Fulcrum Therapeutics was launched in 2016, based on discoveries by Rudolf Jaenisch and scientific collaborators. It is developing treatments for genetically defined diseases, using patient-derived cell models. Its drug for FSHD—a rare, disabling disorder affecting skeletal muscle—is in clinical trials; and its drugs for Sickle Cell Disease and b-Thalassemia are on the cusp of clinical trials.
Genzyme (now Sanofi Genzyme) was founded in 1981, based on discoveries by Harvey Lodish and scientific collaborators that led to treatments for Gaucher’s disease and, ultimately, many other rare genetic disorders. Sanofi Genzyme has become one of the world’s most respected companies, recognized for innovations in medical science and biomanufacturing.

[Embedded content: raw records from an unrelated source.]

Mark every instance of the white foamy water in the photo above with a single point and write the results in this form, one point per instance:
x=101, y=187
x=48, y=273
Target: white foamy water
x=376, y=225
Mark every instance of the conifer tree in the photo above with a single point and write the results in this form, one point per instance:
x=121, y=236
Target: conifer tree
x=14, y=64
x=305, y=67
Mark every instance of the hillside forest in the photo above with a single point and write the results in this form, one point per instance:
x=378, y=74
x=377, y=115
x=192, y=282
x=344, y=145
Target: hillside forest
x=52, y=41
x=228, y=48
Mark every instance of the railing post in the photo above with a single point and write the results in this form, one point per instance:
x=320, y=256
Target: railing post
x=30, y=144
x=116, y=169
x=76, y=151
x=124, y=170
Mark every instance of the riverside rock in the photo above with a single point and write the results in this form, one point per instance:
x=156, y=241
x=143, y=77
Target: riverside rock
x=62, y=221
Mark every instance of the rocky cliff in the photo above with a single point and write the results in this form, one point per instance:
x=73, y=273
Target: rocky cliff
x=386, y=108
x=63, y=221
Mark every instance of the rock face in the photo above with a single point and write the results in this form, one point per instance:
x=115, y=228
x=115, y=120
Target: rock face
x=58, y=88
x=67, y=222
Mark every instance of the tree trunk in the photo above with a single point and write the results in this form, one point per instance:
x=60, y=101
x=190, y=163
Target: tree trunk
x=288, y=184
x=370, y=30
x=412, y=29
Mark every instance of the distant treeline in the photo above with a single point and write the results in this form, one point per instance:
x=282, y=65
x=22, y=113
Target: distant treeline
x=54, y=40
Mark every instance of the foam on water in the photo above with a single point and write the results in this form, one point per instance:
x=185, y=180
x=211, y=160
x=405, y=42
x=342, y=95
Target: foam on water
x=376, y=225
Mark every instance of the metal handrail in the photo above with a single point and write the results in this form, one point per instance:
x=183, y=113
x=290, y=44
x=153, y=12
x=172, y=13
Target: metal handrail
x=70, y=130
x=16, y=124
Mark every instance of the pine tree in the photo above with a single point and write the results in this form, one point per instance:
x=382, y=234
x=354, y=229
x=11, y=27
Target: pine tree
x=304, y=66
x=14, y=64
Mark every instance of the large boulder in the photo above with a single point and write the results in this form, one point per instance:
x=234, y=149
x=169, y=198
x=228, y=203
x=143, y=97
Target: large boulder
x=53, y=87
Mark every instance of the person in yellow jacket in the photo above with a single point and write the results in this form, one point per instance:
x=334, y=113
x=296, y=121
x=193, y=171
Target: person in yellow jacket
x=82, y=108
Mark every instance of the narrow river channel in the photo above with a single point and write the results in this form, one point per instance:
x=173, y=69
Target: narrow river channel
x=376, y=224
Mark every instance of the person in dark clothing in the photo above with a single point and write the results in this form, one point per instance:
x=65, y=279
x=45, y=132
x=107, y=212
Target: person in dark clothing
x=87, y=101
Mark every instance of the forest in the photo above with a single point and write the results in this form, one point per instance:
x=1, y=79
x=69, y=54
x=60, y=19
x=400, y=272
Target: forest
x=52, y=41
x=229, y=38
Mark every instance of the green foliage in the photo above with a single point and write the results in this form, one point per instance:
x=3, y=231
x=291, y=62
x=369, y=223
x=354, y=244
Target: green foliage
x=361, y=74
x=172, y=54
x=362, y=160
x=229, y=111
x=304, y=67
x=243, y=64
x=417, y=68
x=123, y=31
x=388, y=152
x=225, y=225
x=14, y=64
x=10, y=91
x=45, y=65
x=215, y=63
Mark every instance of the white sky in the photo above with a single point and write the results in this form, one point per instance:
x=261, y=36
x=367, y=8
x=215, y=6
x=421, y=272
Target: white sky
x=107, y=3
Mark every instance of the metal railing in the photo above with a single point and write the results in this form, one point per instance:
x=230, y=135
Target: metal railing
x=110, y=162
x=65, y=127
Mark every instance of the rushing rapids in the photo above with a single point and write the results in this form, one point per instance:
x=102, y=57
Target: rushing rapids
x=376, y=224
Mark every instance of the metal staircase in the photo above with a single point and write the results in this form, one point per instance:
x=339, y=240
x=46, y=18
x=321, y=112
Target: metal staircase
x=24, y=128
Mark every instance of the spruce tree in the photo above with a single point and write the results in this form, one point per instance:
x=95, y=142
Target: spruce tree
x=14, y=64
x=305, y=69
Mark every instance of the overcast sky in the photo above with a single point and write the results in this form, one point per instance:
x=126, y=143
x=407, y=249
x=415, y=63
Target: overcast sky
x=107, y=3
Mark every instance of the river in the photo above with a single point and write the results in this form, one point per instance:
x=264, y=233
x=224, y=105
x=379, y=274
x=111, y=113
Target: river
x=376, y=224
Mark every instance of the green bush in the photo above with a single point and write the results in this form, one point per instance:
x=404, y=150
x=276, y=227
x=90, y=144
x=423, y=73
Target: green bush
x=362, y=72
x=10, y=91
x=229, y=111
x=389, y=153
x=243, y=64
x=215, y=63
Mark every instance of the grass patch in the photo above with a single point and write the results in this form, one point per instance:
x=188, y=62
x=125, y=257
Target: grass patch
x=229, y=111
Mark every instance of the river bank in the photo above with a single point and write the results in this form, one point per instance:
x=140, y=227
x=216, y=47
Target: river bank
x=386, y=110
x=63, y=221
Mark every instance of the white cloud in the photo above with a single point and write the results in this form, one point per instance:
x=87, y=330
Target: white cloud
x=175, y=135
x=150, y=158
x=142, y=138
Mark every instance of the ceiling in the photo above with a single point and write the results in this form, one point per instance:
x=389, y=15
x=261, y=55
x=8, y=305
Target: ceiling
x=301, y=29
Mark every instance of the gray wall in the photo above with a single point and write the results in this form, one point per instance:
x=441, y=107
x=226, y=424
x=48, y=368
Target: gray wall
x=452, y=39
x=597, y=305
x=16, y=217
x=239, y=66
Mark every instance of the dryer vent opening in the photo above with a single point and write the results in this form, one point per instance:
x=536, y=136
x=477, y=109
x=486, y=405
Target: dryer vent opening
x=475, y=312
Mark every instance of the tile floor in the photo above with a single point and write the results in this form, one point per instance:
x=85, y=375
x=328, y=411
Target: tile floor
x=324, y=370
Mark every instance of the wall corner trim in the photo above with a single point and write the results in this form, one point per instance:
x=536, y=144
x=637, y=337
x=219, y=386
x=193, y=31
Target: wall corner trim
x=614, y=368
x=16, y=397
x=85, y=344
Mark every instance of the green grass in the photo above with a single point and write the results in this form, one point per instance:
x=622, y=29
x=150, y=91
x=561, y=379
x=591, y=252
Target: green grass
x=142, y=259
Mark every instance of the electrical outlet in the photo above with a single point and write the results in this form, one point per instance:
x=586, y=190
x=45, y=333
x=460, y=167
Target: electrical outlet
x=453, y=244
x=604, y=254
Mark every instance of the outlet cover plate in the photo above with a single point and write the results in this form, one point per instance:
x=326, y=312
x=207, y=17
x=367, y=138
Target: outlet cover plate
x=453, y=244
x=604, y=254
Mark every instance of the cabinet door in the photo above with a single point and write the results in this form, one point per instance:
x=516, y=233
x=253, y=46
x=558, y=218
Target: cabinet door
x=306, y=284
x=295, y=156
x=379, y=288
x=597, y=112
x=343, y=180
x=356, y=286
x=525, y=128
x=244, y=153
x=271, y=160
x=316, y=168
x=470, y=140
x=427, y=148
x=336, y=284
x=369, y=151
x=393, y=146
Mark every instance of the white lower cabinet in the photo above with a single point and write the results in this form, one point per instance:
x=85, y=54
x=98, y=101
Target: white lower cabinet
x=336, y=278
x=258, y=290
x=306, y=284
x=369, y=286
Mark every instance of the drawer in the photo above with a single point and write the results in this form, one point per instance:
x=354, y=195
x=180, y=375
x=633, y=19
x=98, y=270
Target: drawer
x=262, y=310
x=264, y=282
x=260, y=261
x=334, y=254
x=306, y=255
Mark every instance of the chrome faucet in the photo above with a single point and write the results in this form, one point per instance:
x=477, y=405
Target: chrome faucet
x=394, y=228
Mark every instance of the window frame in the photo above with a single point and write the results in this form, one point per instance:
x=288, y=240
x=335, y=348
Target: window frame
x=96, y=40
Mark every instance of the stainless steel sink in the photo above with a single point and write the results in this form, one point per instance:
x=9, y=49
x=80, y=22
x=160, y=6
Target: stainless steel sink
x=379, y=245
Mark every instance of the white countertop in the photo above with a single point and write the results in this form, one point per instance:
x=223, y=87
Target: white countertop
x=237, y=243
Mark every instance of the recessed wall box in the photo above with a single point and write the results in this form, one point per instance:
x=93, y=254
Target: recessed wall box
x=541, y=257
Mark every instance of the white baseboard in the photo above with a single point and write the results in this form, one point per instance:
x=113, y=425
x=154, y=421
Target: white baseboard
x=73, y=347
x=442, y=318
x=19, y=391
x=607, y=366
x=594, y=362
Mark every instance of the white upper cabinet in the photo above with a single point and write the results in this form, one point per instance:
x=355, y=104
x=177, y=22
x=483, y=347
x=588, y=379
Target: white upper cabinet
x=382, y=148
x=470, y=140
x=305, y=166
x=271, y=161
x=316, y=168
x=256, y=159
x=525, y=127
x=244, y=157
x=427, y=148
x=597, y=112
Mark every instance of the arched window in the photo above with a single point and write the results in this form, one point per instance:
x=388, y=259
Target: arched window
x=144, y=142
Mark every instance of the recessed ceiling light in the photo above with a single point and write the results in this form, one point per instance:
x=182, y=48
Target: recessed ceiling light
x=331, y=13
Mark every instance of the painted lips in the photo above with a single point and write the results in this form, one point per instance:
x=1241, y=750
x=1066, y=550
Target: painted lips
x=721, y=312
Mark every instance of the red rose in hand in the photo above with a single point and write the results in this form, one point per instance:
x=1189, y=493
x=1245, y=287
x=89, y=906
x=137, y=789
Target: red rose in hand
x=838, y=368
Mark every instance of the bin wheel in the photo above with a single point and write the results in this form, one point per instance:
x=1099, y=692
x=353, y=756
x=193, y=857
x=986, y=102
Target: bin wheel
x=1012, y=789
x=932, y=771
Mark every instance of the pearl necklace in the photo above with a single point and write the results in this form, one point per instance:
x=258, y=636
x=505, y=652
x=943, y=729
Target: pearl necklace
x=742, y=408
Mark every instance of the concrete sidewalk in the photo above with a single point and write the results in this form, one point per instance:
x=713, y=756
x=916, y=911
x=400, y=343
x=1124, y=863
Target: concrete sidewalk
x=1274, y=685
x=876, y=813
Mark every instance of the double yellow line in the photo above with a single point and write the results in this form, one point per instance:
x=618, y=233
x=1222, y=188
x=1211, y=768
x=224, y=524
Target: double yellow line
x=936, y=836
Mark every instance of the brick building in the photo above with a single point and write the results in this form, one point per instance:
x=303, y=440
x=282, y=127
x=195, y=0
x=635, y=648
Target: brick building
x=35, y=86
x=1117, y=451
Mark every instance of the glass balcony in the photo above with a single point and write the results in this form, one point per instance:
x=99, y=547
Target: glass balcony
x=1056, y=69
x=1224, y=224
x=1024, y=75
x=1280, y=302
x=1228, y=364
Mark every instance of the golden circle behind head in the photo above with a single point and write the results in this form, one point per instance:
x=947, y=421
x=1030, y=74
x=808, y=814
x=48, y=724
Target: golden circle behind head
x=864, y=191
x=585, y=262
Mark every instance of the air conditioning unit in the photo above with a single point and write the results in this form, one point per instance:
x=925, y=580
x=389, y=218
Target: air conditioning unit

Ironwood Pharmaceuticals was founded in 1998, based on discoveries by scientists in the lab of Gerald Fink. It develops treatments for gastrointestinal diseases—including the drug linaclotide (Linzess®), now marketed for adults with irritable bowel syndrome with constipation (IBS-C) or chronic idiopathic constipation; and drugs now in clinical trial for esophageal reflux and abdominal pain associated with IBS.
KSQ Therapeutics was founded in 2015, based on discoveries by David Sabatini, Jonathan Weissman, and scientific collaborators. KSQ employs CRISPR-enabled functional genomics and a variety of cell types and screening methods to identify opportunities for new treatments for cancer, autoimmune disease, and select rare diseases.
Navitor Pharmaceuticals was founded in 2014, based on discoveries by David Sabatini and scientific collaborators. It develops therapeutics targeting mTORC1, the gatekeeper of cellular metabolism and renewal. The company’s initial development efforts address treatment-resistant depression and chronic kidney disease, and have potential application for age-related diseases.
Omega Therapeutics was founded in 2017, based in part on discoveries by Richard Young and Rudolf Jaenisch. By targeting the human genome’s fundamental regulators, the Insulated Genomic Domains (the combination of genes and their regulatory machinery), the company’s engineered therapeutics tune genes to their native correct state to treat disease.
Rubius Therapeutics was founded in 2014, based on discoveries by Harvey Lodish and scientific collaborators. Its innovative genetic engineering and cell culture processes enable it to use red blood cells as a foundation for an entirely new class of cellular treatments. The company is currently developing therapeutics for cancer and autoimmune disease.
Syros Pharmaceuticals was founded in 2013, based on discoveries by Richard Young and scientific collaborators. Syros is developing small molecules to control the expression of genes with the aim of treating patients with cancer and genetic diseases. The company has investigational therapies in ongoing clinical trials for acute myeloid leukemia, and breast, colorectal, lung, and ovarian tumors.
Verastem Oncology was founded in 2010, based on discoveries by Robert Weinberg and scientific collaborators. The company develops treatments that inhibit signaling pathways that promote cancer cell survival and tumor growth. Its first FDA approved product treats indolent non-Hodgkin’s lymphoma and its pipeline includes treatments for follicular lymphoma and ovarian and lung tumors.
Yumanity Therapeutics was founded in 2014, based on discoveries by the late Susan Lindquist and scientific collaborators. It develops drugs that target protein misfolding in neurodegenerative conditions such as Alzheimer’s disease, Parkinson’s disease, amyotrophic lateral sclerosis. The company recently began clinical trials of a drug for Parkinson’s.